Dans un communiqué publié sur son site Internet dimanche matin, la LCHF a annoncé la fin de ses opérations à compter du 1er mai 2019, après 12 ans d’existence.

« Malheureusement, bien que le produit sur la glace soit exceptionnel, le modèle d’affaires était devenu insoutenable économiquement », a précisé le conseil d’administration de la LCHF dans son communiqué.

La nouvelle a créé un choc parmi plusieurs étoiles du hockey féminin, qui ont exprimé leur tristesse et leur inquiétude par la voix de leur compte Twitter.

Parmi elles, Marie-Philip Poulin, la grande vedette des Canadiennes.

« Ce matin, nous avons été informées que la LCHF va cesser ses opérations, a d’abord écrit Poulin, en anglais.

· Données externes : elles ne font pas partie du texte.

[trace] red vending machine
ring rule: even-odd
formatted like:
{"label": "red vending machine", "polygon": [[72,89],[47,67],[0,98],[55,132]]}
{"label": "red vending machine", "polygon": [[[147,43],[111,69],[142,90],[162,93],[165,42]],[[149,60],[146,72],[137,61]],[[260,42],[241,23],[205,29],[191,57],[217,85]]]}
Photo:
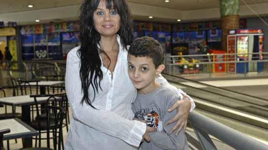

En tant que joueuses, nous allons faire de notre mieux pour trouver une solution pour que ça ne soit pas notre dernière saison de hockey, mais c’est difficile de demeurer optimistes. #NoLeague »

Lors d’une entrevue téléphonique avec La Presse canadienne dimanche matin, Danièle Sauvageau, analyste de hockey et l’une des plus grandes figures du hockey féminin en Amérique du Nord, a dit avoir elle aussi été secouée par ce dénouement.

Un choc

« C’est un peu le choc ce matin d’apprendre que la Ligue canadienne de hockey féminin ne reprendra pas affaire en septembre prochain. C’est surtout un choc pour les 130 athlètes et évidemment joueuses qui faisaient partie de cette ligue, a-t-elle précisé. Je vous rappelle que plusieurs d’entre elles ont quitté leur pays d’origine ou leur province pour venir se joindre aux différentes équipes à travers le Canada. Alors oui, c’est un choc. »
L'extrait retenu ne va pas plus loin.